BEIJING - China said Wednesday it will cut the number of small, loosely regulated food producers by half as it struggles to salvage its reputation as a safe exporter.
The country's food and drug agency also announced stricter rules for approving new drugs, a day after its former head was executed for accepting bribes to approve untested medicine.
Starting in September, all food exported from China will have an inspection and quarantine symbol to guarantee safety, the administration said.
The measures are part of China's efforts to clarify regulations, tighten enforcement and clean up corruption -- factors underpinning its perennially poor food and drug safety record.
The country's top food and drug watchdog said the 2008 Olympics would give China a chance to prove to the world that it was capable of setting a new standard for food safety.
China's small-scale food producers have been accused of unsanitary production conditions, using tainted or substandard ingredients and failing to register with authorities.
In a mandate issued Tuesday, China's food safety watchdog said small-scale producers will have to renovate their operations to meet hygiene standards or be shut down.

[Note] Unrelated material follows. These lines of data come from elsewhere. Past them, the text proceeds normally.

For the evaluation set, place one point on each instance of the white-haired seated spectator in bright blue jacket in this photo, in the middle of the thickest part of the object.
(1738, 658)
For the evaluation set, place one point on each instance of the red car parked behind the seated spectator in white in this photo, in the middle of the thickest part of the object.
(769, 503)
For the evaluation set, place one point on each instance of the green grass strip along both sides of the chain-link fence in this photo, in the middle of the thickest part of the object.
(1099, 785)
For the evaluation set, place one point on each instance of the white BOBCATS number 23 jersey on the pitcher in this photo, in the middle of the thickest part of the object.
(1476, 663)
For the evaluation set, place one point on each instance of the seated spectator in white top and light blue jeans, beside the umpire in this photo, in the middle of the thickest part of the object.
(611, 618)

Many will not survive and their numbers are expected to be halved by 2009, with all properly certified by 2012, the General Administration of Quality Supervision, Inspection and Quarantine said on its website.

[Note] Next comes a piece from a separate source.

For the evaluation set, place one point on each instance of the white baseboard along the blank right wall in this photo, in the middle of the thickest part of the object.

The regulations also target the use of recycled ingredients, unapproved additives, and banned substances.
Inspection agencies at all levels need to recognize that "the process will take a long time and the work is complicated and difficult,'' the notice said.
It did not specify how it defines a small-scale producer, or give other details.
AQSIQ official Wu Jianping said Tuesday there are 448,000 food processing businesses in China. Of those, 353,000 -- or 78.7 per cent -- have 10 employees or less.
Chinese authorities announced last month that they had closed 180 food factories since December after inspectors found formaldehyde, illegal dyes and industrial wax being used to make candy, pickles, crackers and seafood. All had fewer than 10 employees.
Another regulating agency said it shut 152,000 unlicensed food producers and retailers last year for making and selling fake and low-quality products.
According to the notice posted Wednesday, the quality administration said about half -- or 223,297 -- factories it inspected nationwide were not completely certified. Another 164,149 had no certificate at all, it said.
Most manufactured commonly consumed food like rice, wheat powder, soybeans, wine and cooking oil.
Importers of Chinese goods, especially the United States, have grown extremely wary as the list of products tainted with deadly toxins and dangerously high levels of chemicals grows each day.
Amid such concerns, the execution of Zheng Xiaoyu, who headed the State Food and Drug Administration from 1997 to 2005, was the strongest indication yet of Beijing's determination to improve product safety.
In a commentary, the Communist Party's mouthpiece People's Daily newspaper said Zheng's execution was warranted because of the serious consequences of approving untested medicine in return for millions of yuan (dollars, euros) in cash and gifts.
"He damaged the interests of the country and the people to a large extent,'' the newspaper said.
Bogus drugs approved by Zheng included an antibiotic blamed in the deaths of at least 10 people.
Wu Zhen, the administration's vice director, said new regulations on drug approvals will take effect in October.
Wu also said that leukemia drugs produced by the Shanghai Hualian Pharmaceutical Co. Ltd., which were suspended pending an investigation, were found to be safe.
Sales of methotrexate were suspended after patients in Guangxi autonomous region in southern China and in Shanghai said they suffered leg pain and could not walk after taking the medication.
The drug is widely used to treat leukemia and other cancers as well as autoimmune diseases such as rheumatoid arthritis.
"Difficulty in walking is a normal adverse reaction of the medicine,'' Wu said at a news conference broadcast on the Internet.
The agency and the Health Ministry will send a joint team to Shanghai and Guangxi for further investigation, he said without elaborating.
Meanwhile, SFDA director Shao Mingli was quoted Wednesday on the administration's website as saying that Beijing was capable of controlling food safety during the 2008 Summer Games.
China's food safety work for the Games would serve as a "model for food safety work in China'' and for future Olympic events, he said.